Jack Coughlin & Donald A. Davis
Jack Coughlin is a retired US Marine Corps Master Gunnery Sergeant and the Marine Corps' highest-ranked sniper during the Iraq War. Before he wrote fiction, he wrote Shooter — a non-fiction account of his real service that became a bestseller and established him as one of the most credible voices in military writing. The Kyle Swanson Sniper series that followed brought that operational experience into a decade-long thriller franchise: ten novels following a USMC Scout Sniper working the intersection of special operations, intelligence, and global counterterrorism. No other military thriller writer in the genre can claim the same distance between the keyboard and the crosshairs.
Background
Jack Coughlin served more than twenty years in the United States Marine Corps, deploying to Desert Storm, the former Yugoslavia, Afghanistan, and Iraq. In Operation Iraqi Freedom, he was part of Task Force Tarawa and recorded some of the most documented long-range engagements of the war — at least 36 confirmed kills during the initial invasion, including 13 in a single 24-hour period. He was the Marine Corps' top-ranked sniper, and his service established the benchmark for what Scout Sniper proficiency looked like at the highest levels of the profession.
He left the Corps as a Master Gunnery Sergeant — the highest enlisted rank in the Marine Corps and one of the rarest designations in the entire military. The rank is not given; it's earned through sustained demonstrated excellence across an entire career. When Coughlin writes about the culture of senior enlisted leadership, the relationship between officers and the NCOs who carry institutional knowledge, and the specific psychology of the sniper profession, he is drawing on a career's worth of lived experience at the top of that profession.

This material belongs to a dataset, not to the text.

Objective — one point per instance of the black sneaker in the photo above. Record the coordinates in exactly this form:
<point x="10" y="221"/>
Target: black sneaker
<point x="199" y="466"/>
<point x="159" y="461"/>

Shooter, his non-fiction memoir co-written with Casey Kuhlman and Donald A. Davis, was published in 2005 and became a New York Times bestseller. It is required reading for anyone who wants to understand the Scout Sniper trade from the inside. The Kyle Swanson series — co-written primarily with Donald A. Davis — launched the following year and has run for ten volumes. Coughlin lives in Arizona.
The Writing
The Kyle Swanson series is built on the premise that tactical credibility is not optional. The sniper sequences feel real because they are real — the wind calls, the scope adjustments, the calculation of environmental variables, the relationship between a shooter and his spotter, the specific patience required to wait hours for a shot that lasts a fraction of a second. Readers who have spent time in shooting disciplines recognise immediately that Coughlin is not approximating; he is describing.
Swanson operates in a world where special operations, intelligence agencies, and policy intersect in ways that are consistently realistic about how those intersections produce friction, miscommunication, and occasionally catastrophic decisions. Coughlin and Davis don't present special operators as infallible — they present them as highly competent professionals working inside a bureaucratic and political system that doesn't always function as intended.
The series is also unusually honest about the psychological weight of the sniper profession. Swanson kills at distance. He kills precisely and deliberately. The books don't sensationalise this or avoid it — they treat it as the operational reality that it is, and the character carries that weight across ten novels in ways that feel more authentic than most military fiction manages.
The Series
Kyle Swanson Sniper
Ten novels following USMC Scout Sniper Kyle Swanson across global counterterrorism operations, intelligence missions, and the personal costs of a career spent behind a rifle. Complete series, start with Kill Zone.